Ordered The Execution Of A Fetish Priest To Discourage People From Using Juju
The story of one ‘Yeye Boy’, Torgbui Akakpovi Ahiaku, is one of the most retold of the Rawlings era. Despite hailing from the Volta Region and being someone suspected of having utilised the ‘dark arts’ himself, the killing of Yeye Boy and several other traditionalists suspected of ritual murder was one more piece of terror during a time of habitual terror in Ghana’s history.
Like most other people who simply disappeared at the time, Yeye Boy was abducted from his home at Atidzive, near Abor, by soldiers in the dark of night in 1982. His charred body was found a few days later, having been executed and burnt, as was the ‘tradition’ at the time.
Yeye Boy reportedly worked for Rawlings in the past, but the pair had a falling out.
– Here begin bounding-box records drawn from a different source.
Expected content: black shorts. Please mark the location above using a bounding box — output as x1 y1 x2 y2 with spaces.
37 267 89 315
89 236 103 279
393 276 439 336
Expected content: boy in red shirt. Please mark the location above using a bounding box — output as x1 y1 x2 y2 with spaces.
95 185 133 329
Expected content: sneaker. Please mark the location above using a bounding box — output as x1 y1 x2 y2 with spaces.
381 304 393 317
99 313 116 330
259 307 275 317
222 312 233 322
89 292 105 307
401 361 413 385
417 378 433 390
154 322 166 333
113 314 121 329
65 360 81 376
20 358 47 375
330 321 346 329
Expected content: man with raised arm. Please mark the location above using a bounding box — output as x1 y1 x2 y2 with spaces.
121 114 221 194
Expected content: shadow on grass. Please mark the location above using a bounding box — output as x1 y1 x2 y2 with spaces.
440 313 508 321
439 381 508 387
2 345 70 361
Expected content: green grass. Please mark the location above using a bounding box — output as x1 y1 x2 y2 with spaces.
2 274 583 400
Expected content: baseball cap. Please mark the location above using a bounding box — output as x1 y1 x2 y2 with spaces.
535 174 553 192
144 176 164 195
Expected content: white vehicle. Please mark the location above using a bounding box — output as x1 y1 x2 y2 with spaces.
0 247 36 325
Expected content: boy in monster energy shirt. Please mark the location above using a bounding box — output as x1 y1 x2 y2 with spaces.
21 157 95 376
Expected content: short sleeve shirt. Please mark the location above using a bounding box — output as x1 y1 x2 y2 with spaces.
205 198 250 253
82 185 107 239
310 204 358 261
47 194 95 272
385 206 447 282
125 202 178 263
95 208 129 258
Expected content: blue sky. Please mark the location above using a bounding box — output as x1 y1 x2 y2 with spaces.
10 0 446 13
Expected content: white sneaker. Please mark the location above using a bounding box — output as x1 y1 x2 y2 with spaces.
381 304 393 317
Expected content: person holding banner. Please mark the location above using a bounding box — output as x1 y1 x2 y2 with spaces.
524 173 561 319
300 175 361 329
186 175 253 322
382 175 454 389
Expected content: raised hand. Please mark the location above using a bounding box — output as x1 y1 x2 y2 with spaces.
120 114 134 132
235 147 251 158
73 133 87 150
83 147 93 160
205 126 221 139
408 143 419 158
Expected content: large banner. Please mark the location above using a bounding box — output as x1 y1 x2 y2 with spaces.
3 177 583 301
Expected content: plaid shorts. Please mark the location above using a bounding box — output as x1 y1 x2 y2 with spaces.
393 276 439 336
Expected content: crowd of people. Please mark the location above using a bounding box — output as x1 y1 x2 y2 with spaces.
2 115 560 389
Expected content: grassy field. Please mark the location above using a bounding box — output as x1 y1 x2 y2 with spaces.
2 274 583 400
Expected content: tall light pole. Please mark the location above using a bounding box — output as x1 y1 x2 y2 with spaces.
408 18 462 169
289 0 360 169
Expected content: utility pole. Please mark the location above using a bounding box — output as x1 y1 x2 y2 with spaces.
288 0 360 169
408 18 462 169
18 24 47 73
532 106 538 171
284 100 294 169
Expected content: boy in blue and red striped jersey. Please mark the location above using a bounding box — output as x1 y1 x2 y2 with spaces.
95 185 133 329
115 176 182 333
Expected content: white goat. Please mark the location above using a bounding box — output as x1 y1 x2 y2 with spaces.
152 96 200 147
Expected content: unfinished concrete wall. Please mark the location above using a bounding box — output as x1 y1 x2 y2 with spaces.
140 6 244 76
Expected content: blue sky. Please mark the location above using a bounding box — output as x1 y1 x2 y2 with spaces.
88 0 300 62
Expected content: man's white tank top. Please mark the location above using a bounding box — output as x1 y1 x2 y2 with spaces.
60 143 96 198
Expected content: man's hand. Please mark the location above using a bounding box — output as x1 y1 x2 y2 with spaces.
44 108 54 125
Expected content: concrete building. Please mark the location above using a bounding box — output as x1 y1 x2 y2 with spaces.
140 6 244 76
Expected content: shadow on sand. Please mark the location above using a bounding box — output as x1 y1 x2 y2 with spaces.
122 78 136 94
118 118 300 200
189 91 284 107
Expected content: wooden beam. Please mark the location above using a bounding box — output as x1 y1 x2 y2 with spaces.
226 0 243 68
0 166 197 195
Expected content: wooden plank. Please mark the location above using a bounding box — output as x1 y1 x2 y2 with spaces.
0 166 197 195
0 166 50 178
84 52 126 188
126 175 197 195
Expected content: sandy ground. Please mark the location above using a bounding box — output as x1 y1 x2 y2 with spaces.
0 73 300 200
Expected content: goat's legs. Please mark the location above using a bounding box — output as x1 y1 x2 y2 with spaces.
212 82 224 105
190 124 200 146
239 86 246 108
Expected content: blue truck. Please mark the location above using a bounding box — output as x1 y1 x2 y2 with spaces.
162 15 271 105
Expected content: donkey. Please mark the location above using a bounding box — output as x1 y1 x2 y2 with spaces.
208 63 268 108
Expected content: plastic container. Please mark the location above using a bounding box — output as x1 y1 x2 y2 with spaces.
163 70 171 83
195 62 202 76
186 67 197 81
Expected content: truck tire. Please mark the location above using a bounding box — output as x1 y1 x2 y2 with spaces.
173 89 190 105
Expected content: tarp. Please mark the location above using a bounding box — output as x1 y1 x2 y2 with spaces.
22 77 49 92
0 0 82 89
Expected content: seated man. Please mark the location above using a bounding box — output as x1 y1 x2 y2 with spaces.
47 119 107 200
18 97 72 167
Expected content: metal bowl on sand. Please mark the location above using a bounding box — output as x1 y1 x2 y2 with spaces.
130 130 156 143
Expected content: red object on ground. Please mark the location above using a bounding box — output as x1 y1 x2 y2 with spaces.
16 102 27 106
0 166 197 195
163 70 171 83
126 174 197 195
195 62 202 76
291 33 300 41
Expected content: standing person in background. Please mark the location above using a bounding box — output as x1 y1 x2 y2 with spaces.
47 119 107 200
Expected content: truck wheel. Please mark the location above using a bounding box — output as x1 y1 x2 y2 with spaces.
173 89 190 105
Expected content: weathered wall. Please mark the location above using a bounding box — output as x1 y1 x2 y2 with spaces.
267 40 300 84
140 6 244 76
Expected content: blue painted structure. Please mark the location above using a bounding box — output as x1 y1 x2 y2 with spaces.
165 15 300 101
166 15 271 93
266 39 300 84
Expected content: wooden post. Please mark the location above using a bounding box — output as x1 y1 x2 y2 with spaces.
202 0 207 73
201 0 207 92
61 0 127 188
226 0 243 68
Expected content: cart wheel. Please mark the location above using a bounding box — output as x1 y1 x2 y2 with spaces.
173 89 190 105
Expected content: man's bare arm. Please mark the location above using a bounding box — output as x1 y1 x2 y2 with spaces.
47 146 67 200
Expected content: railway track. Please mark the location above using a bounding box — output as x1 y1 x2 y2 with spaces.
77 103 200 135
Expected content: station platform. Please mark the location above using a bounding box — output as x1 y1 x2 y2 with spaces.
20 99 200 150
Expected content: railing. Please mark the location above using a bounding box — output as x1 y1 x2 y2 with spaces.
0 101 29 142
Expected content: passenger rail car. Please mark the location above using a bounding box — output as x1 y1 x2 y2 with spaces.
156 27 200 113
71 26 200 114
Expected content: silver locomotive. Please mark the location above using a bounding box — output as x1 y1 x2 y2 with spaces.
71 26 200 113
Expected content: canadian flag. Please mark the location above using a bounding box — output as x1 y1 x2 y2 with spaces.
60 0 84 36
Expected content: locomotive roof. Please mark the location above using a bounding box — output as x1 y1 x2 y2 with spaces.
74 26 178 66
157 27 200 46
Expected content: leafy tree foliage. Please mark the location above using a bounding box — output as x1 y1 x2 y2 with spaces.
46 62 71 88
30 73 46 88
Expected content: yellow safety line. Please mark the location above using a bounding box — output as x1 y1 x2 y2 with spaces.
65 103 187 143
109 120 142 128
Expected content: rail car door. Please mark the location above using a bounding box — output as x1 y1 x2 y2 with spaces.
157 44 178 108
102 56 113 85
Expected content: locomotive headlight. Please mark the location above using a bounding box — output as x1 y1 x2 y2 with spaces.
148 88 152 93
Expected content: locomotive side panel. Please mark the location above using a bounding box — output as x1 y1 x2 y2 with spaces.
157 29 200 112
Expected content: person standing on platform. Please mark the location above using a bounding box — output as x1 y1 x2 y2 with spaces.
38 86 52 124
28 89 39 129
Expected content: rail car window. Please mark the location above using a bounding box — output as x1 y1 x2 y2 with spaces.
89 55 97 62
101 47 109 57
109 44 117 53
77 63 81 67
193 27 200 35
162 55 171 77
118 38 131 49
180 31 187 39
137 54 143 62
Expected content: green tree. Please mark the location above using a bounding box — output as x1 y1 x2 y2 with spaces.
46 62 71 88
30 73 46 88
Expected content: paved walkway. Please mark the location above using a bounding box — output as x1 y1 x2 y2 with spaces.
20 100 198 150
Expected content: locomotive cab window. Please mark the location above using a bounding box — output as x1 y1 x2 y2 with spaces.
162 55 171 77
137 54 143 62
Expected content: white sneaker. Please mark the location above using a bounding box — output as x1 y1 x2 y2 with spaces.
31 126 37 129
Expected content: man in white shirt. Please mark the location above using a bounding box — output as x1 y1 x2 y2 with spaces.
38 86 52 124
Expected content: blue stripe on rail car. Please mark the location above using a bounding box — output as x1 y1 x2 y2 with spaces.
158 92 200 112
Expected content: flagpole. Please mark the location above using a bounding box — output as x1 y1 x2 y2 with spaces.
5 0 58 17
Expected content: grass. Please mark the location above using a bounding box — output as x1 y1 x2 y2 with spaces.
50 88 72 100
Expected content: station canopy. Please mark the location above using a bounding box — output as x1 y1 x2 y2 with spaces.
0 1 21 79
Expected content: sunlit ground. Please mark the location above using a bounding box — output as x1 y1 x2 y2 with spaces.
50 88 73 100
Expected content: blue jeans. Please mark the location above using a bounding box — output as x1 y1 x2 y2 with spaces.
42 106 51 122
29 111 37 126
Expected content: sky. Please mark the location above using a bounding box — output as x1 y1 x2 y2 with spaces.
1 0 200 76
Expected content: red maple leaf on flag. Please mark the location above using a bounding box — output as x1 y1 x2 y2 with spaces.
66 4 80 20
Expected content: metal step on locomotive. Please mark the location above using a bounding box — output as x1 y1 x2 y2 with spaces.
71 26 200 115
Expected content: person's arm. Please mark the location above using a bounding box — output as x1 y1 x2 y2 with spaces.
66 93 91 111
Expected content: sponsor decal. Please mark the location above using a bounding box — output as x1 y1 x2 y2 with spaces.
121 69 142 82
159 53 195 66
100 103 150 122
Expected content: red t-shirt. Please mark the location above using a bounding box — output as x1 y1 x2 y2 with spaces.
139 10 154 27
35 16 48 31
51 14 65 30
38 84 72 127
He was just one of many traditionalists who were killed under the PNDC, not to mention the other civil servants and people who protested against the regime – some of whom vanished, never to be heard from again.
Speaking at a press conference on the issue during the sittings of the National Reconciliation Commission, the former leader said the execution of people like Yeye Boy was for their ritual murders and to dissuade others from following the same path.
“When people commit ritual murders and we catch up with them and the chiefs and timber merchants, and we execute them right in their villages for people to think that juju has not saved them, then we are violent people?” the former President said at the time.